What you ask is impossible because floats only have 24 bits of mantissa. Since you are using a Quadro FX5600, you don’t have support for doubles, which would give you 53 bits of mantissa. Integer multiplication in CUDA has 32 bit precision, but you have to cast both operands to ints in order to get the compiler to do that.
It looks like you are trying to map the sine function to the full int range, which adds another problem since the sinf() function is also single precision. Even with 32 bit multiplication precision, the sinf() return value will only have 24 bits of precision.
Thanks! “mantissa” was the word I needed (stupid me).
Meanwhile is seems to calculate mostly OK stuff from input and what I need is 32-bit integer ouput. Hint to CUDA developes to introduct __sini() function :)
BTW, just courious: Does someone can come out idea when solution to this problem is necessary and upgrading video card is not an option?
I do not have problem with this at momemt because I am just learning but theoretically it could be a problem. At moment this computation came from MD5 algorithm initialisation routine. It needs to calculate some constants for later use.
MD5 only needs double precision sines to initialize a constant 32 bit integer table of just 64 values. The computation is not data dependent, so it’s constant for every MD5 compute. It’s not difficult to have the host generate them and send them over in constant or global memory just once.
In general, it certainly would be possible but probably annoying to compute them using older GPUs without double support by using extended precision tricks but it’d be nontrivial!
G200 GPUs of course can do it all natively with doubles.
I know. But if I read GPU optimisation guides, they often say “recalculate, do not cache” and such. And at moment I am just in learning process, so I try everything even when it is not reasonable. MD5 is dead anyway. Just thinking “How would I do it if this really important to solve”. Currently I am bit out of ideas. Usually result is some really simple and genial math. Probably it is possible to split this float into half, compute products separately and join them. Sometime result is easy, so I ask, maybe someone knows this simple trick.

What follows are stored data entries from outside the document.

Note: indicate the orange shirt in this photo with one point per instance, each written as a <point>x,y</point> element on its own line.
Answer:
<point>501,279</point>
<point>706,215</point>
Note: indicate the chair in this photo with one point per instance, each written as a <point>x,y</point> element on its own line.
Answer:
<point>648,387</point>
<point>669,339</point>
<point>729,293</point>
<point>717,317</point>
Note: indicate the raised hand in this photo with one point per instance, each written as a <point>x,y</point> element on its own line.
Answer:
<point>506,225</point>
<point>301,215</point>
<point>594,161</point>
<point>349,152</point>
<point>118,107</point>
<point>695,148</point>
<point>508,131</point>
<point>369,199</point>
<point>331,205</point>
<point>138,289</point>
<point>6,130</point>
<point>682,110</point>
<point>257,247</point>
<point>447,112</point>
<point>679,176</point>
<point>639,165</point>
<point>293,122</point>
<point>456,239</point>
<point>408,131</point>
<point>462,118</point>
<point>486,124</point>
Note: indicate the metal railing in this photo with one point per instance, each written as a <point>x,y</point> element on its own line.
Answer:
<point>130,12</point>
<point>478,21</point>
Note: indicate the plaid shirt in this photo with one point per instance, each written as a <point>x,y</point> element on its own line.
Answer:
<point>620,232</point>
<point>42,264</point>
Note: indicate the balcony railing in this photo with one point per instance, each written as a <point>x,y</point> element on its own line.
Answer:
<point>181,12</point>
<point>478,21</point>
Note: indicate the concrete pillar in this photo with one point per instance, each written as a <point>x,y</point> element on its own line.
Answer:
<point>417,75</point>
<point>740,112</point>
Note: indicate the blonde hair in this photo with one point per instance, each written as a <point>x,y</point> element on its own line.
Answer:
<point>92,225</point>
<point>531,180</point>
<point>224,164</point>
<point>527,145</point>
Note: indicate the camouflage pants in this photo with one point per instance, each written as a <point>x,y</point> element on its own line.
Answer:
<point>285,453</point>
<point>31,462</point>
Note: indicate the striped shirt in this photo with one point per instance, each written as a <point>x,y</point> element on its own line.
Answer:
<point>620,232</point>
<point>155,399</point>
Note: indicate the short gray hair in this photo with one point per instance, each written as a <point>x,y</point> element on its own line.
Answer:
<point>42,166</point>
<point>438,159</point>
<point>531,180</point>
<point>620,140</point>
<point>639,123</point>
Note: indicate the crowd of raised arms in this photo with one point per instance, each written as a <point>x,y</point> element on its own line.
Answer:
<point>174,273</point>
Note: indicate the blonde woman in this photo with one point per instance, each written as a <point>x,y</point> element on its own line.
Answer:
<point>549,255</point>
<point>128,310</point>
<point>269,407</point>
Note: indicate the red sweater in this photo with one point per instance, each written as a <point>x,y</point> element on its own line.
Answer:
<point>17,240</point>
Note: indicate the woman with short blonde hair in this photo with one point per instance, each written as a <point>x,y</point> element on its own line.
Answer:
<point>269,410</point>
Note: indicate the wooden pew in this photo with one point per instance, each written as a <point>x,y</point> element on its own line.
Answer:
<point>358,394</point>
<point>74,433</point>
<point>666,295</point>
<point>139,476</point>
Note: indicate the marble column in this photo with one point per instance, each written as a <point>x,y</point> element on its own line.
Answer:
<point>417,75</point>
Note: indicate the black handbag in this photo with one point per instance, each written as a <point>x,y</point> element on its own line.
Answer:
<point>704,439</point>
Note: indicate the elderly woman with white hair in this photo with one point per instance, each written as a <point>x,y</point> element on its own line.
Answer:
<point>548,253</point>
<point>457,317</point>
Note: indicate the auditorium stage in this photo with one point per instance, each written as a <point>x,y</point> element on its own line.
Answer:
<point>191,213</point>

In this case, it would not be so easy with compute capability < 1.3. First you would need to use the “double-single” float representation, which creates a “pseudo-double” out of two single precision floats. The psuedo-double only has 48 bits of mantissa, which is good enough for you here. A standard implementation of double-single arithmetic is provided in the dsfun90 library. You can find the port of many of the dsfun90 functions to CUDA by searching the forum for “dsfun90”.
Once you can do basic arithmetic in this double-single representation, then you need to implement a sin() function using these operations. There are many ways to do this, but the most straightforward way would be argument reduction to reduce x to the interval [0, pi/2], followed by Taylor expansion of the function in this region.
As you might imagine, all of these calculations could take hundreds or thousands of operations per sin() evaluation. This is when “compute, don’t cache” is a bad idea, and you should use constant memory. :)
Definitely bug. This is my first code on CUDA and I cannot think properly yet about his memory stuff. But this part should not result in different code? Still idea to recheck for possible memory corruptions.